La Motte-du-Caire, le Caire, Faucon-du-Caire. Parmi les Marcel et les Joseph locaux je découvre qu’un certain Onophre est tombé pour la France. Joli prénom. Dire qu’on est venu ponctionner ces régions comme les autres, les saigner de leurs hommes dans des plaines moins engageantes que cette vallée fertile. Une ferme vend des casses croûtes mais la route est encore longue. Je la dépasse à regret et salue un troupeau d’ânes. Au fur et à mesure, je me rends compte de mon erreur. Il n’y a rien d’ouvert dans ces villages espacés. De la faim, je passe à l’hypoglycémie. A Turriers, une pancarte indique qu’une boulangerie se trouve à 50 mètre à gauche. Fermé le mercredi. Je me sens comme un naufragé du désert face à un puis asséché. Je reprends la route, les joues creuse et les mains froides. Le col des Garcinets prend des airs de bout du monde. La descente se termine par des gorges intimidantes. Dans le décor qui nous fait rêver toute l’année, je pense à mes compagnons de route parisiens. J’aimerais qu’ils soient là car c’est pour vivre ces instants que nous nous astreignons à la routine de l’entrainement.

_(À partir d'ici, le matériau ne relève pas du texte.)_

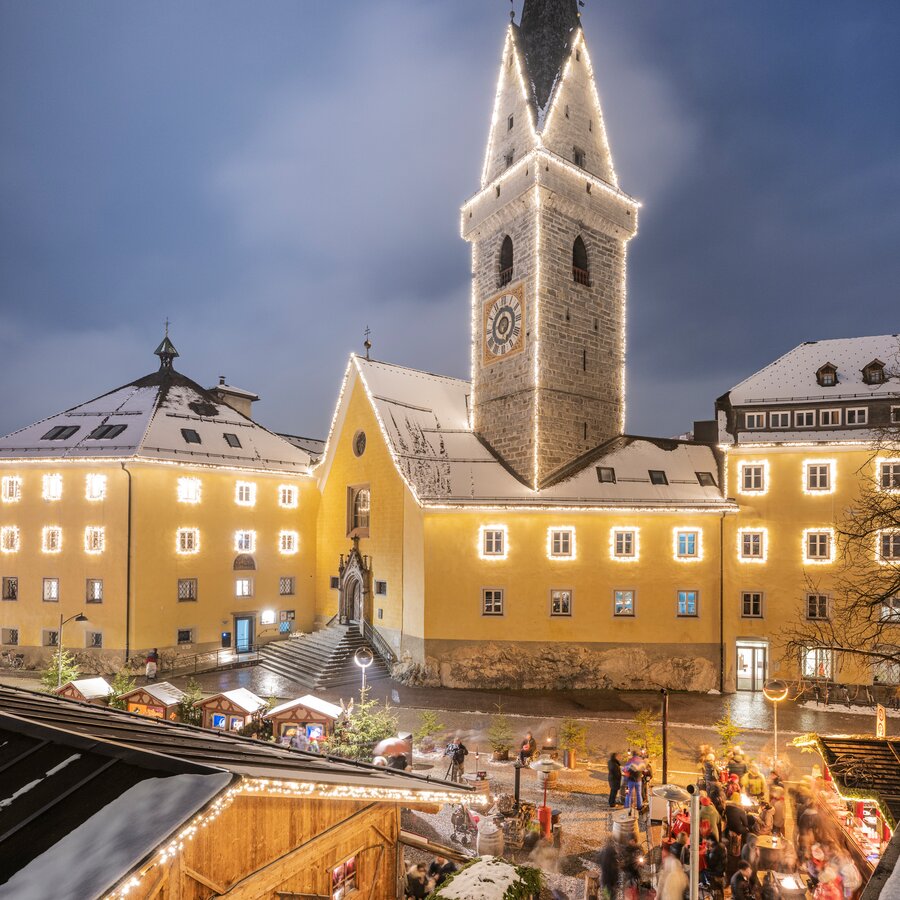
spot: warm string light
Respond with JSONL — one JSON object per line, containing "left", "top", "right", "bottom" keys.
{"left": 736, "top": 460, "right": 770, "bottom": 495}
{"left": 802, "top": 527, "right": 835, "bottom": 565}
{"left": 672, "top": 527, "right": 703, "bottom": 562}
{"left": 176, "top": 528, "right": 200, "bottom": 555}
{"left": 41, "top": 526, "right": 62, "bottom": 554}
{"left": 877, "top": 458, "right": 900, "bottom": 495}
{"left": 609, "top": 527, "right": 640, "bottom": 561}
{"left": 177, "top": 477, "right": 202, "bottom": 504}
{"left": 1, "top": 475, "right": 21, "bottom": 503}
{"left": 278, "top": 484, "right": 298, "bottom": 509}
{"left": 546, "top": 526, "right": 576, "bottom": 560}
{"left": 235, "top": 481, "right": 257, "bottom": 507}
{"left": 737, "top": 527, "right": 768, "bottom": 563}
{"left": 234, "top": 530, "right": 256, "bottom": 553}
{"left": 0, "top": 526, "right": 20, "bottom": 553}
{"left": 479, "top": 524, "right": 509, "bottom": 560}
{"left": 876, "top": 530, "right": 900, "bottom": 566}
{"left": 279, "top": 530, "right": 299, "bottom": 555}
{"left": 42, "top": 473, "right": 63, "bottom": 501}
{"left": 802, "top": 459, "right": 837, "bottom": 495}
{"left": 85, "top": 473, "right": 107, "bottom": 501}
{"left": 84, "top": 526, "right": 105, "bottom": 555}
{"left": 427, "top": 502, "right": 736, "bottom": 513}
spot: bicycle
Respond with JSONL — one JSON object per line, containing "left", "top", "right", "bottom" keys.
{"left": 0, "top": 650, "right": 24, "bottom": 669}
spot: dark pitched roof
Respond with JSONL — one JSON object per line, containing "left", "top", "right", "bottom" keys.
{"left": 518, "top": 0, "right": 581, "bottom": 111}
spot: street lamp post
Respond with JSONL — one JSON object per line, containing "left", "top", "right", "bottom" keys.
{"left": 353, "top": 647, "right": 374, "bottom": 697}
{"left": 57, "top": 612, "right": 88, "bottom": 688}
{"left": 763, "top": 679, "right": 789, "bottom": 767}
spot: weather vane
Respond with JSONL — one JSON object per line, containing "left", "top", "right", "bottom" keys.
{"left": 164, "top": 317, "right": 170, "bottom": 337}
{"left": 364, "top": 326, "right": 372, "bottom": 360}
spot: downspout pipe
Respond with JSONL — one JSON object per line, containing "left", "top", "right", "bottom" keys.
{"left": 719, "top": 510, "right": 726, "bottom": 694}
{"left": 121, "top": 463, "right": 133, "bottom": 663}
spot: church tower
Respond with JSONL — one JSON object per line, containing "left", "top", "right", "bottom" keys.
{"left": 462, "top": 0, "right": 638, "bottom": 488}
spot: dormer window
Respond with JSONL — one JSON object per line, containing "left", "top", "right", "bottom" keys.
{"left": 42, "top": 425, "right": 79, "bottom": 441}
{"left": 862, "top": 359, "right": 886, "bottom": 385}
{"left": 649, "top": 470, "right": 668, "bottom": 486}
{"left": 816, "top": 363, "right": 838, "bottom": 387}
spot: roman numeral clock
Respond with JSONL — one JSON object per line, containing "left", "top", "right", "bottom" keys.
{"left": 482, "top": 282, "right": 526, "bottom": 362}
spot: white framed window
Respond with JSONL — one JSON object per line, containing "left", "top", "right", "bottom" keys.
{"left": 85, "top": 578, "right": 103, "bottom": 603}
{"left": 803, "top": 647, "right": 833, "bottom": 680}
{"left": 745, "top": 412, "right": 766, "bottom": 429}
{"left": 741, "top": 591, "right": 763, "bottom": 618}
{"left": 738, "top": 528, "right": 766, "bottom": 562}
{"left": 482, "top": 588, "right": 504, "bottom": 616}
{"left": 0, "top": 526, "right": 20, "bottom": 554}
{"left": 1, "top": 476, "right": 22, "bottom": 503}
{"left": 804, "top": 460, "right": 834, "bottom": 494}
{"left": 806, "top": 594, "right": 830, "bottom": 620}
{"left": 880, "top": 598, "right": 900, "bottom": 622}
{"left": 42, "top": 474, "right": 63, "bottom": 501}
{"left": 85, "top": 473, "right": 107, "bottom": 501}
{"left": 804, "top": 529, "right": 834, "bottom": 564}
{"left": 845, "top": 407, "right": 868, "bottom": 425}
{"left": 234, "top": 530, "right": 256, "bottom": 553}
{"left": 279, "top": 576, "right": 295, "bottom": 596}
{"left": 738, "top": 461, "right": 768, "bottom": 494}
{"left": 550, "top": 589, "right": 572, "bottom": 616}
{"left": 677, "top": 590, "right": 698, "bottom": 617}
{"left": 610, "top": 528, "right": 639, "bottom": 560}
{"left": 279, "top": 530, "right": 298, "bottom": 555}
{"left": 43, "top": 577, "right": 59, "bottom": 602}
{"left": 278, "top": 485, "right": 298, "bottom": 508}
{"left": 769, "top": 411, "right": 791, "bottom": 429}
{"left": 84, "top": 526, "right": 105, "bottom": 555}
{"left": 177, "top": 477, "right": 202, "bottom": 504}
{"left": 879, "top": 531, "right": 900, "bottom": 563}
{"left": 819, "top": 409, "right": 841, "bottom": 427}
{"left": 86, "top": 631, "right": 103, "bottom": 649}
{"left": 614, "top": 590, "right": 635, "bottom": 617}
{"left": 879, "top": 461, "right": 900, "bottom": 492}
{"left": 794, "top": 410, "right": 815, "bottom": 428}
{"left": 178, "top": 578, "right": 198, "bottom": 601}
{"left": 480, "top": 525, "right": 508, "bottom": 560}
{"left": 674, "top": 529, "right": 701, "bottom": 561}
{"left": 42, "top": 526, "right": 62, "bottom": 554}
{"left": 235, "top": 577, "right": 253, "bottom": 598}
{"left": 547, "top": 528, "right": 575, "bottom": 559}
{"left": 235, "top": 481, "right": 256, "bottom": 507}
{"left": 176, "top": 528, "right": 200, "bottom": 555}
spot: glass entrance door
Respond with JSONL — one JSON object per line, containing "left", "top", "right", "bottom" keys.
{"left": 234, "top": 616, "right": 254, "bottom": 653}
{"left": 736, "top": 643, "right": 767, "bottom": 691}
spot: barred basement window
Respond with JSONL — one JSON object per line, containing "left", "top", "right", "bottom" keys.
{"left": 2, "top": 628, "right": 18, "bottom": 645}
{"left": 43, "top": 578, "right": 59, "bottom": 602}
{"left": 741, "top": 592, "right": 763, "bottom": 618}
{"left": 375, "top": 580, "right": 388, "bottom": 596}
{"left": 2, "top": 577, "right": 17, "bottom": 601}
{"left": 44, "top": 629, "right": 59, "bottom": 647}
{"left": 177, "top": 628, "right": 194, "bottom": 645}
{"left": 279, "top": 576, "right": 296, "bottom": 596}
{"left": 482, "top": 588, "right": 504, "bottom": 616}
{"left": 178, "top": 578, "right": 198, "bottom": 601}
{"left": 87, "top": 631, "right": 103, "bottom": 649}
{"left": 86, "top": 579, "right": 103, "bottom": 603}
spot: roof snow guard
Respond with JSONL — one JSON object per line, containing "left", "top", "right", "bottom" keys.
{"left": 518, "top": 0, "right": 582, "bottom": 112}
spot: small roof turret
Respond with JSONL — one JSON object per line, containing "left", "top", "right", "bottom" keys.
{"left": 154, "top": 332, "right": 179, "bottom": 370}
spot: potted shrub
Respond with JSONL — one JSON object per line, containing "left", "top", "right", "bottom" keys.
{"left": 487, "top": 709, "right": 513, "bottom": 761}
{"left": 558, "top": 718, "right": 587, "bottom": 769}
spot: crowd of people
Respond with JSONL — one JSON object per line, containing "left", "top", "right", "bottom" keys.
{"left": 404, "top": 856, "right": 458, "bottom": 898}
{"left": 607, "top": 748, "right": 654, "bottom": 813}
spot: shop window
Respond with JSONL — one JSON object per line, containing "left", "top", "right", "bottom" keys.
{"left": 1, "top": 627, "right": 18, "bottom": 645}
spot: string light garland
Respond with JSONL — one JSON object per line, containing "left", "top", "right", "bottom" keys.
{"left": 85, "top": 473, "right": 107, "bottom": 501}
{"left": 0, "top": 526, "right": 20, "bottom": 553}
{"left": 546, "top": 526, "right": 576, "bottom": 560}
{"left": 609, "top": 527, "right": 640, "bottom": 561}
{"left": 672, "top": 527, "right": 703, "bottom": 562}
{"left": 1, "top": 475, "right": 21, "bottom": 503}
{"left": 478, "top": 524, "right": 509, "bottom": 560}
{"left": 41, "top": 525, "right": 62, "bottom": 554}
{"left": 737, "top": 527, "right": 768, "bottom": 564}
{"left": 802, "top": 527, "right": 835, "bottom": 565}
{"left": 801, "top": 459, "right": 836, "bottom": 495}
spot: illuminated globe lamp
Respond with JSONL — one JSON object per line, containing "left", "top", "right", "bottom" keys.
{"left": 763, "top": 679, "right": 789, "bottom": 766}
{"left": 353, "top": 647, "right": 374, "bottom": 696}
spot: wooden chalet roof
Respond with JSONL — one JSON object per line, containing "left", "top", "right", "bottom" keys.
{"left": 818, "top": 734, "right": 900, "bottom": 826}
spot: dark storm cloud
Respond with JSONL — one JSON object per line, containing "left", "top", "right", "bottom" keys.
{"left": 1, "top": 1, "right": 898, "bottom": 439}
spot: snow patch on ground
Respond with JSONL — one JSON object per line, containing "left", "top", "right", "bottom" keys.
{"left": 1, "top": 772, "right": 231, "bottom": 900}
{"left": 799, "top": 701, "right": 900, "bottom": 718}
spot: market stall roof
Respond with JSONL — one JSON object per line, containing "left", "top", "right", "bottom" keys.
{"left": 0, "top": 685, "right": 471, "bottom": 795}
{"left": 120, "top": 681, "right": 185, "bottom": 707}
{"left": 195, "top": 687, "right": 267, "bottom": 715}
{"left": 57, "top": 676, "right": 113, "bottom": 701}
{"left": 815, "top": 734, "right": 900, "bottom": 826}
{"left": 265, "top": 694, "right": 343, "bottom": 720}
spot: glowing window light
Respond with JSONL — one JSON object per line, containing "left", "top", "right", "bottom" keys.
{"left": 877, "top": 459, "right": 900, "bottom": 494}
{"left": 547, "top": 527, "right": 576, "bottom": 559}
{"left": 1, "top": 476, "right": 21, "bottom": 503}
{"left": 278, "top": 484, "right": 298, "bottom": 508}
{"left": 479, "top": 524, "right": 508, "bottom": 560}
{"left": 610, "top": 527, "right": 640, "bottom": 561}
{"left": 737, "top": 460, "right": 769, "bottom": 495}
{"left": 235, "top": 481, "right": 256, "bottom": 507}
{"left": 802, "top": 460, "right": 836, "bottom": 495}
{"left": 279, "top": 530, "right": 298, "bottom": 555}
{"left": 84, "top": 473, "right": 107, "bottom": 501}
{"left": 260, "top": 609, "right": 276, "bottom": 626}
{"left": 42, "top": 473, "right": 63, "bottom": 501}
{"left": 176, "top": 528, "right": 200, "bottom": 555}
{"left": 673, "top": 528, "right": 703, "bottom": 562}
{"left": 42, "top": 526, "right": 62, "bottom": 554}
{"left": 803, "top": 528, "right": 835, "bottom": 565}
{"left": 235, "top": 530, "right": 256, "bottom": 553}
{"left": 877, "top": 530, "right": 900, "bottom": 566}
{"left": 84, "top": 526, "right": 105, "bottom": 555}
{"left": 177, "top": 477, "right": 202, "bottom": 504}
{"left": 0, "top": 526, "right": 20, "bottom": 553}
{"left": 737, "top": 527, "right": 768, "bottom": 563}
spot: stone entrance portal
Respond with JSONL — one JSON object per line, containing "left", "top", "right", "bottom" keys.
{"left": 338, "top": 537, "right": 371, "bottom": 636}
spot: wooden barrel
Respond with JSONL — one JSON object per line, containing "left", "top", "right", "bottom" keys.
{"left": 612, "top": 812, "right": 639, "bottom": 845}
{"left": 538, "top": 769, "right": 559, "bottom": 790}
{"left": 476, "top": 823, "right": 505, "bottom": 857}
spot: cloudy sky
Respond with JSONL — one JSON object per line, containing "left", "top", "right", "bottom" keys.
{"left": 1, "top": 1, "right": 898, "bottom": 440}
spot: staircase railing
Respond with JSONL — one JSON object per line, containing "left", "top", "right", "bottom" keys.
{"left": 361, "top": 619, "right": 396, "bottom": 668}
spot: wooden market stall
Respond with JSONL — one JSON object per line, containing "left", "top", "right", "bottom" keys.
{"left": 0, "top": 684, "right": 472, "bottom": 899}
{"left": 194, "top": 687, "right": 266, "bottom": 732}
{"left": 118, "top": 681, "right": 185, "bottom": 720}
{"left": 54, "top": 676, "right": 113, "bottom": 705}
{"left": 264, "top": 693, "right": 342, "bottom": 746}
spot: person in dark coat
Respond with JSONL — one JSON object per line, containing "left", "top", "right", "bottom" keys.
{"left": 725, "top": 799, "right": 750, "bottom": 838}
{"left": 709, "top": 783, "right": 727, "bottom": 821}
{"left": 518, "top": 731, "right": 537, "bottom": 765}
{"left": 598, "top": 838, "right": 620, "bottom": 897}
{"left": 731, "top": 862, "right": 754, "bottom": 900}
{"left": 607, "top": 752, "right": 623, "bottom": 808}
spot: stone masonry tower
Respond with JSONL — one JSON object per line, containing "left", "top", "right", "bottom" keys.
{"left": 462, "top": 0, "right": 638, "bottom": 488}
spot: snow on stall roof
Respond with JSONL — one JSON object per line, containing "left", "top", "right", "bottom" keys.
{"left": 136, "top": 681, "right": 185, "bottom": 707}
{"left": 266, "top": 694, "right": 342, "bottom": 720}
{"left": 61, "top": 677, "right": 113, "bottom": 701}
{"left": 0, "top": 772, "right": 230, "bottom": 900}
{"left": 200, "top": 688, "right": 268, "bottom": 714}
{"left": 727, "top": 335, "right": 900, "bottom": 406}
{"left": 350, "top": 357, "right": 729, "bottom": 508}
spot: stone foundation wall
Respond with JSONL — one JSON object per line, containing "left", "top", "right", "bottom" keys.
{"left": 393, "top": 639, "right": 719, "bottom": 692}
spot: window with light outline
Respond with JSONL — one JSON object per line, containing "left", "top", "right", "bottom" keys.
{"left": 878, "top": 460, "right": 900, "bottom": 493}
{"left": 803, "top": 528, "right": 835, "bottom": 564}
{"left": 279, "top": 530, "right": 298, "bottom": 555}
{"left": 479, "top": 525, "right": 508, "bottom": 560}
{"left": 737, "top": 461, "right": 768, "bottom": 495}
{"left": 1, "top": 476, "right": 21, "bottom": 503}
{"left": 235, "top": 481, "right": 256, "bottom": 507}
{"left": 547, "top": 527, "right": 575, "bottom": 559}
{"left": 610, "top": 528, "right": 639, "bottom": 561}
{"left": 878, "top": 530, "right": 900, "bottom": 565}
{"left": 85, "top": 474, "right": 107, "bottom": 501}
{"left": 42, "top": 526, "right": 62, "bottom": 554}
{"left": 673, "top": 528, "right": 702, "bottom": 562}
{"left": 803, "top": 460, "right": 835, "bottom": 494}
{"left": 177, "top": 477, "right": 202, "bottom": 504}
{"left": 176, "top": 528, "right": 200, "bottom": 555}
{"left": 278, "top": 484, "right": 298, "bottom": 509}
{"left": 0, "top": 527, "right": 20, "bottom": 554}
{"left": 235, "top": 530, "right": 256, "bottom": 553}
{"left": 737, "top": 528, "right": 767, "bottom": 563}
{"left": 84, "top": 526, "right": 105, "bottom": 555}
{"left": 42, "top": 474, "right": 63, "bottom": 501}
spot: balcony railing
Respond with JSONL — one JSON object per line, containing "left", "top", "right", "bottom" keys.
{"left": 572, "top": 266, "right": 591, "bottom": 286}
{"left": 498, "top": 267, "right": 513, "bottom": 287}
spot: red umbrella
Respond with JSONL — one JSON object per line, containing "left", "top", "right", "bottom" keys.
{"left": 373, "top": 737, "right": 411, "bottom": 758}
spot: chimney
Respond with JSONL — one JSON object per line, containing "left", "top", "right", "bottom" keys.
{"left": 209, "top": 376, "right": 260, "bottom": 419}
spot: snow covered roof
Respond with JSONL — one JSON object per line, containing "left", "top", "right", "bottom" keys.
{"left": 0, "top": 353, "right": 312, "bottom": 474}
{"left": 198, "top": 688, "right": 268, "bottom": 714}
{"left": 266, "top": 694, "right": 342, "bottom": 721}
{"left": 726, "top": 335, "right": 900, "bottom": 406}
{"left": 279, "top": 433, "right": 326, "bottom": 462}
{"left": 58, "top": 677, "right": 113, "bottom": 701}
{"left": 517, "top": 0, "right": 581, "bottom": 114}
{"left": 320, "top": 356, "right": 731, "bottom": 510}
{"left": 122, "top": 681, "right": 185, "bottom": 707}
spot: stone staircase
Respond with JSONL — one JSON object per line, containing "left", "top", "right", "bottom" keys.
{"left": 258, "top": 623, "right": 391, "bottom": 690}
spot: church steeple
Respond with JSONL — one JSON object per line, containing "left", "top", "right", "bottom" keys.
{"left": 154, "top": 329, "right": 179, "bottom": 371}
{"left": 518, "top": 0, "right": 581, "bottom": 111}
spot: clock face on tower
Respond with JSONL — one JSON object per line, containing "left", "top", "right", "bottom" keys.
{"left": 482, "top": 282, "right": 526, "bottom": 363}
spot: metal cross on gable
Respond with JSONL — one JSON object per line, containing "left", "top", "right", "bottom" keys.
{"left": 364, "top": 326, "right": 372, "bottom": 360}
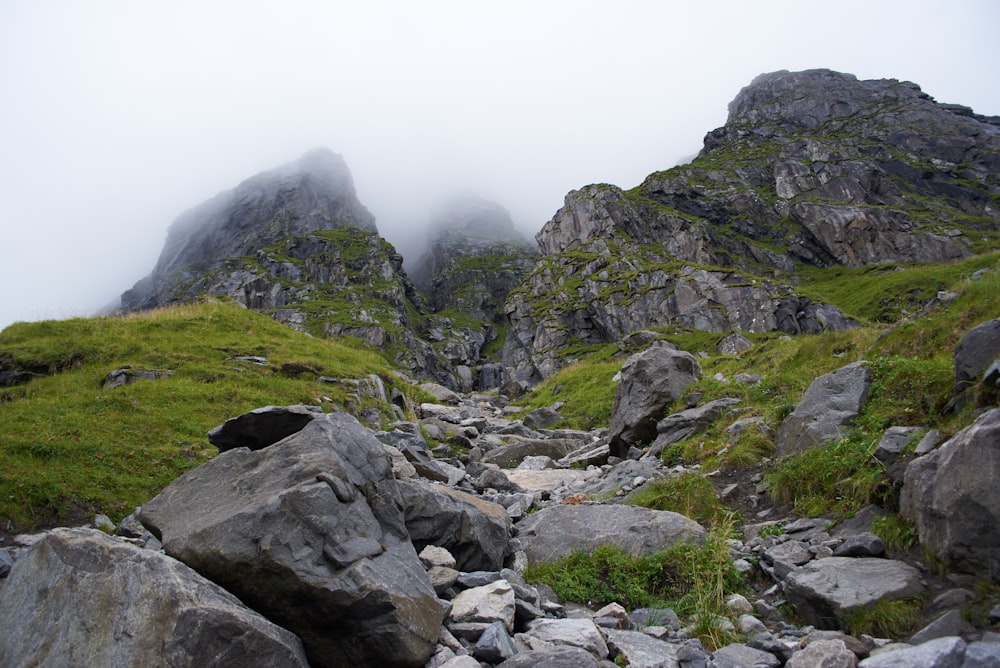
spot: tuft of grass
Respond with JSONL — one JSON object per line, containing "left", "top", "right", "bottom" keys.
{"left": 629, "top": 473, "right": 732, "bottom": 526}
{"left": 524, "top": 513, "right": 745, "bottom": 651}
{"left": 843, "top": 598, "right": 922, "bottom": 638}
{"left": 766, "top": 431, "right": 888, "bottom": 518}
{"left": 871, "top": 514, "right": 918, "bottom": 554}
{"left": 516, "top": 357, "right": 621, "bottom": 430}
{"left": 0, "top": 302, "right": 406, "bottom": 532}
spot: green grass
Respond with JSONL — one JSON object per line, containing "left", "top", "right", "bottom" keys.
{"left": 0, "top": 302, "right": 406, "bottom": 531}
{"left": 628, "top": 473, "right": 732, "bottom": 526}
{"left": 516, "top": 357, "right": 622, "bottom": 430}
{"left": 843, "top": 598, "right": 922, "bottom": 638}
{"left": 523, "top": 514, "right": 744, "bottom": 650}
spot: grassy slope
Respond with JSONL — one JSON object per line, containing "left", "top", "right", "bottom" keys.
{"left": 519, "top": 252, "right": 1000, "bottom": 513}
{"left": 0, "top": 302, "right": 406, "bottom": 531}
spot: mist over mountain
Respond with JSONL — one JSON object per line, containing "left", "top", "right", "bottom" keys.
{"left": 114, "top": 69, "right": 1000, "bottom": 392}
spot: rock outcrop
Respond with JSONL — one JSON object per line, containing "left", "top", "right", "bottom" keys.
{"left": 410, "top": 196, "right": 538, "bottom": 388}
{"left": 501, "top": 68, "right": 999, "bottom": 381}
{"left": 123, "top": 148, "right": 376, "bottom": 311}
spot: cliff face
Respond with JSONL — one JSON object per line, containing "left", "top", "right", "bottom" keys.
{"left": 501, "top": 69, "right": 1000, "bottom": 382}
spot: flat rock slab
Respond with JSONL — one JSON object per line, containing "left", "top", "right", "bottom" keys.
{"left": 505, "top": 469, "right": 586, "bottom": 492}
{"left": 783, "top": 557, "right": 925, "bottom": 629}
{"left": 516, "top": 504, "right": 705, "bottom": 564}
{"left": 0, "top": 528, "right": 309, "bottom": 667}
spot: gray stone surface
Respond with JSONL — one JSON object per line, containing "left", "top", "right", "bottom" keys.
{"left": 516, "top": 503, "right": 705, "bottom": 564}
{"left": 953, "top": 318, "right": 1000, "bottom": 397}
{"left": 901, "top": 408, "right": 1000, "bottom": 575}
{"left": 398, "top": 479, "right": 511, "bottom": 572}
{"left": 786, "top": 639, "right": 858, "bottom": 668}
{"left": 712, "top": 642, "right": 781, "bottom": 668}
{"left": 608, "top": 343, "right": 701, "bottom": 457}
{"left": 496, "top": 646, "right": 604, "bottom": 667}
{"left": 873, "top": 426, "right": 923, "bottom": 466}
{"left": 139, "top": 411, "right": 442, "bottom": 668}
{"left": 448, "top": 580, "right": 516, "bottom": 633}
{"left": 859, "top": 636, "right": 966, "bottom": 667}
{"left": 775, "top": 362, "right": 872, "bottom": 458}
{"left": 207, "top": 404, "right": 322, "bottom": 452}
{"left": 783, "top": 557, "right": 925, "bottom": 629}
{"left": 0, "top": 528, "right": 309, "bottom": 668}
{"left": 523, "top": 618, "right": 609, "bottom": 659}
{"left": 604, "top": 629, "right": 682, "bottom": 667}
{"left": 648, "top": 398, "right": 741, "bottom": 455}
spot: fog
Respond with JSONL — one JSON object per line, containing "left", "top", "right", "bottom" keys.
{"left": 2, "top": 1, "right": 998, "bottom": 329}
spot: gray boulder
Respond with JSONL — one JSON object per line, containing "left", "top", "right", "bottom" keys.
{"left": 522, "top": 618, "right": 609, "bottom": 659}
{"left": 952, "top": 318, "right": 1000, "bottom": 401}
{"left": 496, "top": 646, "right": 604, "bottom": 667}
{"left": 858, "top": 636, "right": 966, "bottom": 667}
{"left": 516, "top": 504, "right": 705, "bottom": 564}
{"left": 647, "top": 397, "right": 741, "bottom": 455}
{"left": 482, "top": 438, "right": 583, "bottom": 468}
{"left": 873, "top": 426, "right": 924, "bottom": 466}
{"left": 139, "top": 410, "right": 443, "bottom": 668}
{"left": 775, "top": 362, "right": 872, "bottom": 458}
{"left": 713, "top": 642, "right": 781, "bottom": 668}
{"left": 783, "top": 557, "right": 925, "bottom": 630}
{"left": 0, "top": 528, "right": 309, "bottom": 667}
{"left": 397, "top": 479, "right": 512, "bottom": 572}
{"left": 206, "top": 404, "right": 322, "bottom": 452}
{"left": 609, "top": 343, "right": 702, "bottom": 458}
{"left": 900, "top": 408, "right": 1000, "bottom": 575}
{"left": 604, "top": 629, "right": 682, "bottom": 667}
{"left": 786, "top": 639, "right": 858, "bottom": 668}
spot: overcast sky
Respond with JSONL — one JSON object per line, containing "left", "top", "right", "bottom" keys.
{"left": 2, "top": 1, "right": 998, "bottom": 329}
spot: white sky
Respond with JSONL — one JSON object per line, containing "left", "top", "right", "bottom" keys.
{"left": 1, "top": 0, "right": 998, "bottom": 329}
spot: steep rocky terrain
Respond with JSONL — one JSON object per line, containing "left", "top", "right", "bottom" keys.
{"left": 2, "top": 68, "right": 999, "bottom": 667}
{"left": 411, "top": 196, "right": 538, "bottom": 390}
{"left": 502, "top": 69, "right": 1000, "bottom": 382}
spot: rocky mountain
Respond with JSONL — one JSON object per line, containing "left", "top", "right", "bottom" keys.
{"left": 117, "top": 69, "right": 999, "bottom": 392}
{"left": 501, "top": 69, "right": 1000, "bottom": 382}
{"left": 411, "top": 196, "right": 538, "bottom": 390}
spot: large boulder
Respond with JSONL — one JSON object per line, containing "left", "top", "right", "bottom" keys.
{"left": 608, "top": 343, "right": 702, "bottom": 458}
{"left": 775, "top": 362, "right": 872, "bottom": 458}
{"left": 900, "top": 408, "right": 1000, "bottom": 575}
{"left": 139, "top": 410, "right": 443, "bottom": 668}
{"left": 397, "top": 479, "right": 512, "bottom": 572}
{"left": 515, "top": 504, "right": 706, "bottom": 565}
{"left": 0, "top": 528, "right": 309, "bottom": 667}
{"left": 783, "top": 557, "right": 925, "bottom": 629}
{"left": 950, "top": 318, "right": 1000, "bottom": 409}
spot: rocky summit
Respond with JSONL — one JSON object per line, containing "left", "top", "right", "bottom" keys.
{"left": 1, "top": 69, "right": 999, "bottom": 667}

Les hôtels-restaurants désaffectés donnent à Espinasses l’aspect d’une ville fantôme. Si je ne trouve rien d’ouvert, je serais obligé de frapper aux portes. Sans cela, je n’aurais jamais la force d’entamer les deux ascensions qu’il me reste pour rentrer. Dans une boucherie-superette, je me rue sur deux malheureux Twix que je grignote en tremblant. Un vieil homme sort en trainant sa patte folle.
- Vous avez un beau vélo.
- Merci, mais il commence à manquer d’essence.
Heureusement, le sucre fait son effet. Je passe le barrage puis le col et trouve un élan étonnant dans la dernière côte. Je suis heureux. C’est tout de même pas mal, non ?
Pousse-café (17 km – 608 m de dénivelé)
Pour l’honneur, je décide de grimper jusqu’à la station de Réallon. Je guette l’instant précis ou le compteur m’indiquera que j’ai fini le travail. Les chiffres défilent. Lentement à la montée, incroyablement vite à la descente de ces lacets réguliers. Ça y est ! 500 kilomètres de montagne en solitaire ! Le dénivelé est en plus (13 837 mètres) et la maison n’accepte pas l’échec.
Dans le monde entier, les bouchons de champagne s’apprêtent à sauter. Entouré de ces montagnes que j’ai circonscrites à la pédale, cela me semble si loin. Je repose mon verre de génépi et ne peux m’empêcher de regarder les cartes. Je savoure un peu, beaucoup. Je tire des plans pour 2016.